The sisters are well-cast, including the return of Cathleen Riddley as Sister Hubert (Riddley raised the bar as Aldonza in their season-opening Man of La Mancha; she's not as central here but still excellent) and the use of veteran Nunsensers Diana Torres Koss and Amy Washburn, as well as Richard Frederick and recent Rocky Horror alumna Mindy Stover. The ship is the Golden Delicious, heading out on a Faiths of All Nations cruise. While the passengers have been promised "a different faith-based musical every week," almost the entire cast of Fiddler on the Roof has succumbed to seasickness. So it's up to the lone survivor -- the actor slated to play Tevye -- and those plucky nuns to save the day, while finding the common ground between Catholicism and Judaism. Which they do by cobbling together a variety show that includes some magic tricks, a disgraced puppet, an audience-participatory game of bingo, and a passel of songs.

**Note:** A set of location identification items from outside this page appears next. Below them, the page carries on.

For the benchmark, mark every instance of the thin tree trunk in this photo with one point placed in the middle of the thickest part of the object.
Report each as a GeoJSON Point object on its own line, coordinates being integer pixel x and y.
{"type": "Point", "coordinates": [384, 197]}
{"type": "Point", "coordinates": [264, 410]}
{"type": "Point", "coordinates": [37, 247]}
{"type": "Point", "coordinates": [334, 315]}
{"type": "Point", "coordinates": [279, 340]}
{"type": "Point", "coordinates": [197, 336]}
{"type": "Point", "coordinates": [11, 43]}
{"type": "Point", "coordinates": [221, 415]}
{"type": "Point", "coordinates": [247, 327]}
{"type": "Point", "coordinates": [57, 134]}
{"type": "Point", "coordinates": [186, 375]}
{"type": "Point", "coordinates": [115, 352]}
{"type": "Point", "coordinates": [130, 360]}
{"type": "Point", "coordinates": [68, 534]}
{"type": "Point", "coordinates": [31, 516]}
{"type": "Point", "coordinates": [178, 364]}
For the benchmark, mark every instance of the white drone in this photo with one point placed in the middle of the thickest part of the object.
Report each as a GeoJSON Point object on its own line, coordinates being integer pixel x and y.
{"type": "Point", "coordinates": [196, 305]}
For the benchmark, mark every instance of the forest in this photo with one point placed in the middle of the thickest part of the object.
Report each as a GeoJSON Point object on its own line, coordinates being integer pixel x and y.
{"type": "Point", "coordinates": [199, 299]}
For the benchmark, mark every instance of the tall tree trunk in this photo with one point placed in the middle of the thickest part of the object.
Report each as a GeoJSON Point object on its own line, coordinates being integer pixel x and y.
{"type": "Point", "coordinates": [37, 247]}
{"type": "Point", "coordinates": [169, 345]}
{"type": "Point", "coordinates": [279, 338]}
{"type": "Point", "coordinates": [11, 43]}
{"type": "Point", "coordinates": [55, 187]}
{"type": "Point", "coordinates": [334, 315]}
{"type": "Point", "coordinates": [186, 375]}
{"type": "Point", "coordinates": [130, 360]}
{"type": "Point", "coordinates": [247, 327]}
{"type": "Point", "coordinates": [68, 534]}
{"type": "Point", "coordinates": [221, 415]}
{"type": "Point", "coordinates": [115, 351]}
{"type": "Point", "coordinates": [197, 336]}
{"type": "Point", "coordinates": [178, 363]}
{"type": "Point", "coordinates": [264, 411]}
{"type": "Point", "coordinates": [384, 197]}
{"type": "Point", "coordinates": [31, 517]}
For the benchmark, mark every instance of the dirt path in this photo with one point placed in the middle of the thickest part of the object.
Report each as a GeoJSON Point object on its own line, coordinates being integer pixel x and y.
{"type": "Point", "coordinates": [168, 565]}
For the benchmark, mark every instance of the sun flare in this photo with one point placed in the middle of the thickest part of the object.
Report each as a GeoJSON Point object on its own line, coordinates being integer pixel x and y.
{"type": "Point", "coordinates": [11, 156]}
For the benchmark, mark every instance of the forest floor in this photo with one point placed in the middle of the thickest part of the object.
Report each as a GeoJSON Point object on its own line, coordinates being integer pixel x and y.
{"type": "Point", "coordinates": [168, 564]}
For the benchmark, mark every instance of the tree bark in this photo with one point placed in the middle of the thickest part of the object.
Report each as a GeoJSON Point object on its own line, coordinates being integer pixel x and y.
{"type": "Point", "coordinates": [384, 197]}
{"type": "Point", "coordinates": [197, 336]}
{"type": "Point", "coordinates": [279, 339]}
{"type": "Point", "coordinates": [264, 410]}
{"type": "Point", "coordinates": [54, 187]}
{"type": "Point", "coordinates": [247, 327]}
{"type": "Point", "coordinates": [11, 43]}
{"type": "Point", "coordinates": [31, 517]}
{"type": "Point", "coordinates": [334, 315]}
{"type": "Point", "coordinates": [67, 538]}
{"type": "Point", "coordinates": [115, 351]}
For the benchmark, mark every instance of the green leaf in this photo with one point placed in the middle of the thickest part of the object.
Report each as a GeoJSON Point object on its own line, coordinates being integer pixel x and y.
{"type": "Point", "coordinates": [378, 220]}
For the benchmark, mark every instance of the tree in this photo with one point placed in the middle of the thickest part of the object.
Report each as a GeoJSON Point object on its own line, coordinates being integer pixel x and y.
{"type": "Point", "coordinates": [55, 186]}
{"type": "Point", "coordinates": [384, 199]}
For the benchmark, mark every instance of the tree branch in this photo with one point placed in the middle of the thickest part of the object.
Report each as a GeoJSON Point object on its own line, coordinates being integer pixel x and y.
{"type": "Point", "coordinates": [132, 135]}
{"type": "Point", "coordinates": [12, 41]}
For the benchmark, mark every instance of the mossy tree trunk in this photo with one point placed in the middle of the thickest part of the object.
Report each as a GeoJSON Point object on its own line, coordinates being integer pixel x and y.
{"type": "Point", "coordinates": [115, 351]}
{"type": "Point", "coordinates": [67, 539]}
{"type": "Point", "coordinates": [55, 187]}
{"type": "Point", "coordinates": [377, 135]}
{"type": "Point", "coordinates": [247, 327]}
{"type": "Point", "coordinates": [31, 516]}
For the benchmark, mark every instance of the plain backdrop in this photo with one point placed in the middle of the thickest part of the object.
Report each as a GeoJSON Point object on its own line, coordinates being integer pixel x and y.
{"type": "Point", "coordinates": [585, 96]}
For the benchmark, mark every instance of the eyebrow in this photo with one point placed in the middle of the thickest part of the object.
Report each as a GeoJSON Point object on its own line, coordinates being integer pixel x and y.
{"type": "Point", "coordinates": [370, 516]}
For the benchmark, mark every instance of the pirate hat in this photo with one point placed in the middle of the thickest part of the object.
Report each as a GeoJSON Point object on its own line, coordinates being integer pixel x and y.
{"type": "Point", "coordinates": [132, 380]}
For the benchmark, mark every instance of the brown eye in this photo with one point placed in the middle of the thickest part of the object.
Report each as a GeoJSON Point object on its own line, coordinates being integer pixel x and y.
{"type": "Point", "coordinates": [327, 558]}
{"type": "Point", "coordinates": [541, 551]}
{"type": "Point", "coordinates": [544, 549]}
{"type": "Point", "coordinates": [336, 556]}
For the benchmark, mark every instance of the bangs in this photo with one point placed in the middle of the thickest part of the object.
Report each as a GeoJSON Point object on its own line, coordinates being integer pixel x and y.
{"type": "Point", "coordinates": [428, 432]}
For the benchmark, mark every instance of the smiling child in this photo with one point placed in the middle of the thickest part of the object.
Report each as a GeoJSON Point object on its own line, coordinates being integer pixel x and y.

Some of those last are real groan-inducers, such as the Village People homage "Matzo Man" with the nuns wearing various hats and headdresses over their wimples. The songs, while well-executed by the cast, are generally the weakest link in the show. One number where Tevye and Sister Robert Anne are comparing notes on the love that has changed their life -- his for his wife, hers for God -- is just gooey. Sister Robert Anne also gets "A Song to Sing," where she shows off all the different styles she can sing, but never gets to follow through on one or another. It's a neat trick, but frustrating; Koss apparently really can sing everything from torch to opera to Elvis, but she doesn't get to let it rip. "Leave them wanting more" has never been truer than in this case. And yet some of the songs are very catchy, such as the Andrews Sisters-esque "Three Shayna Maidels" (a pretty girl -- not, as you might think from the song, a girl desperate to get married). And the dancing is pretty good for women in habits and sensible shoes, although Frederick gets most of the scene-stealing moves on that front, especially when he moonwalks wearing a tallith and yarmulke.

Breezy and good-spirited, Meshuggah-Nuns! skirts the edges of stereotype (other than a few digs at the Irish) and the cast appears to be having a great time. These actors have made Meshuggah-Nuns! a habit (sorry, low-hanging fruit) and their ease with the material and each other makes the show a sweet, amusing diversion.